Se la madre non si dimostra «sufficientemente buona»25, costringe il bambino a funzionare sulla base di emozioni soverchianti, non regolate, che si esprimono solo al livello autonomico.
L’alessitimia riflette una de-simbolizzazione che causa una limitata, alle volte inesistente, capacità di esperire consciamente le emozioni. Gli affetti, infatti, non sono più segnali veicolanti un contenuto comunicativo: nel funzionamento interpersonale, questi soggetti sembrano non esserci emozionalmente. Vivono in una dimensione che non riconoscono né riescono a descrivere, un vuoto affettivo in cui lo scambio verbale è sterile, deserto, senza nome né futuro.
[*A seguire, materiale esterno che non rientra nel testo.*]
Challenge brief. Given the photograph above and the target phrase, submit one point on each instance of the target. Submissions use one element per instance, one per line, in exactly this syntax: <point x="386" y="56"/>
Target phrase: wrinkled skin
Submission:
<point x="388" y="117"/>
Interpretando questo costrutto secondo la teoria del codice multiplo di Wilma Bucci, potremmo metaforicamente affermare che la distanza tra un soggetto alessitimico e un poeta risiede nella qualità dei legami tra sensazioni viscerali e simbolismo verbale, ben riflessa nell’antitetica narrativa dei due individui. Mentre nel soggetto sano le istanze di Körper e Leib si sovrappongono, pur costituendo «due epifanie della corporalità»26, nel soggetto alessitimico se ne riscontra un’inequivocabile separazione. Il Körper emerge tumultuosamente come dimensione estranea e separata dall’Io.
L’alessitimia pertanto non individua soggetti privi di emozioni, il che sarebbe impossibile ed innaturale, ma soggetti in cui i processi fisiologici e motorio-comportamentali della regolazione emotiva non sono più modulati dal livello cognitivo-esperienziale di risposta. «Give sorrow words. The grief that does not speak whispers the o’erfraught heart and bids it break»27.